I have been working on several decomp quality metrics to allow us a suite of tools to evaluate different decomps of the same world.
Metrics – All these metrics assume a decomp is readily available.
1. Object Placement Analysis (OPA) - Consider each individual region in the decomp. Attempt to place as many copies of a user defined object into each region as possible. For the purposes of testing this on paper I have been using pennys. Graph the results of this analysis by placing #number of objects placed on the x axis, and number of regions that could only fit that many objects on the y – axis. For this metric we would consider decomps that showed high values for the lower number of objects (lots of regions that can only fit 0-2 of the choosen object) to be bad which large numbers of regions that can fit a high (user defined but probably 10+) number of regions to be good. ie the graph should have a strong right skew. Regions that can fit an insaine number of objects (50+) are probably indicative of regions that might be to large for proper information compartmentalization.
—extension to above — In addition to looking at the above graph it should be possible to determine how much of each region cannot be filled with an object and the amount of “wasted” or “dead” space could be calculated and graphed
2. Co-Existant Point Graph — Consider the listing of vertexs composing the decomposition.
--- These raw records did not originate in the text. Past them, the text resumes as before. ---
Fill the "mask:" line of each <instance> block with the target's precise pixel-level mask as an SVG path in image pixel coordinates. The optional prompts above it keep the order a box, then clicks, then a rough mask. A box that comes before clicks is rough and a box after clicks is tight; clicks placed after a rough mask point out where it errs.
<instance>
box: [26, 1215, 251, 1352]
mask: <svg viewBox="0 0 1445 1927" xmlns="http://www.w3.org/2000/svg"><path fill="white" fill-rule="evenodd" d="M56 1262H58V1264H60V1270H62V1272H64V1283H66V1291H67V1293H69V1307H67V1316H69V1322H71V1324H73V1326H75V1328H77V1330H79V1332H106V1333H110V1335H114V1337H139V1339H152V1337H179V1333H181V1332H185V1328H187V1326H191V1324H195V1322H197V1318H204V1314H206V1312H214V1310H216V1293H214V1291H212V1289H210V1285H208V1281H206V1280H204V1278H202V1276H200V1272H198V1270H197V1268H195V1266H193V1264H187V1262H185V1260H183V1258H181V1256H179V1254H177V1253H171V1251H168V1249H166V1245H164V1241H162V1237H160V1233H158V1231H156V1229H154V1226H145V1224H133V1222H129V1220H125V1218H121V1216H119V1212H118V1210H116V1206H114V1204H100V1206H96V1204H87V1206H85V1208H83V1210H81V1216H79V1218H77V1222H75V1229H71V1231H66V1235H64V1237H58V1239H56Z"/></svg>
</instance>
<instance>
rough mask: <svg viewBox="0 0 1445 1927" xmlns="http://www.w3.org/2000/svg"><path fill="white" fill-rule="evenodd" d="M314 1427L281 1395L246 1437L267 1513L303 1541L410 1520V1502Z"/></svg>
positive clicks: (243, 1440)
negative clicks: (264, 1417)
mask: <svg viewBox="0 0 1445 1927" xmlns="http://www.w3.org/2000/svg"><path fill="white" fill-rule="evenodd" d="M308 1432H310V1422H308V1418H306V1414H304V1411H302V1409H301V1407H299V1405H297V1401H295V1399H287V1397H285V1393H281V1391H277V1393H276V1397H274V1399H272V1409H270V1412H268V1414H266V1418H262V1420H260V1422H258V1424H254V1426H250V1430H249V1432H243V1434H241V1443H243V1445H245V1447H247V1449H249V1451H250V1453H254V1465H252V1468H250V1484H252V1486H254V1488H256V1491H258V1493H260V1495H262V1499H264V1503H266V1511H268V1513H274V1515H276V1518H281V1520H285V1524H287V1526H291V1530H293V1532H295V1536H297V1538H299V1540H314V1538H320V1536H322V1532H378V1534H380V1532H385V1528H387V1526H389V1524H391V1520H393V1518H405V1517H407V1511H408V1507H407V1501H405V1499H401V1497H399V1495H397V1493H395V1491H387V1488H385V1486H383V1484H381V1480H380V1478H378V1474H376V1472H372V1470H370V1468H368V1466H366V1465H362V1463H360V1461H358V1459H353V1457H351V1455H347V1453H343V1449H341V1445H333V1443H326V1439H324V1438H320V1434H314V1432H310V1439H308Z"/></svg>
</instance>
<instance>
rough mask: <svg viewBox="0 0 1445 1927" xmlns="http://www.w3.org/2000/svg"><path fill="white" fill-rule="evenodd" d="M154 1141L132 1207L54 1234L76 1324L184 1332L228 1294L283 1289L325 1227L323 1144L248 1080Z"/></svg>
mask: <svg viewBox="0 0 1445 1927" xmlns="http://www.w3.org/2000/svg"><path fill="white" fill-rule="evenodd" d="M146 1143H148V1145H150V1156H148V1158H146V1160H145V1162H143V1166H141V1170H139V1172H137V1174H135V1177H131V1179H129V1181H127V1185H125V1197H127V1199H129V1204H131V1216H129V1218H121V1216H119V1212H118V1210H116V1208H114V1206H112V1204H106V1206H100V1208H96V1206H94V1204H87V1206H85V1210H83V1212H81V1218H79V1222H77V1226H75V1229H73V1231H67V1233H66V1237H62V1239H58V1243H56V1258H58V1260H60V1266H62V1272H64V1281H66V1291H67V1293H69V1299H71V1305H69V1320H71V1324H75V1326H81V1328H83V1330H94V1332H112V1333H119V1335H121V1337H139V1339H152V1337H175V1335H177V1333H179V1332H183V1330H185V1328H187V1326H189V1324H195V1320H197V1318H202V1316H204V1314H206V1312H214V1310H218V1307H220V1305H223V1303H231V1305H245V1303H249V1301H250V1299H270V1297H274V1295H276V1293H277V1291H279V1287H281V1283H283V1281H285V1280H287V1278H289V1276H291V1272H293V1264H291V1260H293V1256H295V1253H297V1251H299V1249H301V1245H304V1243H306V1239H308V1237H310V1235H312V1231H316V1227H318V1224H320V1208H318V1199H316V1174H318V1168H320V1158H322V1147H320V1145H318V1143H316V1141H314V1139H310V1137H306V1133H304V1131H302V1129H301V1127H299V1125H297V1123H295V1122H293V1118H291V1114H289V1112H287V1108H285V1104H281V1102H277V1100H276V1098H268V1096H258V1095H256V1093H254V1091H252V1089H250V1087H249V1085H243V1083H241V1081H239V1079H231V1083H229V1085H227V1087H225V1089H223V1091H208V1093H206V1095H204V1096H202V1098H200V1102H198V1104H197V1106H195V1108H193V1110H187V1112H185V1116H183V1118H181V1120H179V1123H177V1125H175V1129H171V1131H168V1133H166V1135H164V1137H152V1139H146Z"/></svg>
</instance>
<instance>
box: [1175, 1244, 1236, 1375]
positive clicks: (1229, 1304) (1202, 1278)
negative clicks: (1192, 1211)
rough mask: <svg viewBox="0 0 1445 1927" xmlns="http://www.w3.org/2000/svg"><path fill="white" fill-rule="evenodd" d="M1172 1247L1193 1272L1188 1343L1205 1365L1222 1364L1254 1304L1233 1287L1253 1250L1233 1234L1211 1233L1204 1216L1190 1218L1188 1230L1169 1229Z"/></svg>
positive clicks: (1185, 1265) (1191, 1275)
It is possible to graph the occurances of and numbers of indentical vertexs. The x-axis would show vertexs sharing a common point(ascending integers) and the y-axis would indicate how many times this occured. For example if x = 2 and y = 10 then that would mean that 2 different vertexes overlaped 10 times in the final decomposition. High numbers in this graph would indicate the existance of problem areas where information compartmentalization might break down due to multiple regions coming together in a point.
3. Decomp Efficency Metric — I devised a simple equation to determine how well a area is decomposed. (Area covered by regions / sum of interior angles of regions)/ (Total Area/ 360) – Assuming the original area is roughly square (thats where the 360 comes from). This metric can be used give a flat numeric score to different decomps of the same map (it does not carry to comparing different maps). Maximizing this score will result in the formation of fewer larger decomp regions.
4. Region Homogenaty Analysis — By finding the maximum size of a region in two perpendicular directions it is possible to get a feel for the regions compactness (squareness). The quotent of these two value for each region can then be used to generate a box and whisker plot (with outliers included) to visually see how compact and normal shaped the decomposition is. Good tight decompositions will generate data with a low standard deviation and few outliers. Poor decompositions will generate data that has a high standard deviation and many outliers.
5. Coverage %
6. Number of Regions
7. Connectivity Distribution Graph (x – Number of connections, y – Regions with that number of connections)
8. Distribution of Mininum Angles per polygon
Finally the existing techinques of completeness of the navigation graph, minimum interior angles, and number of regions can be used for decomposition quality metrics as well.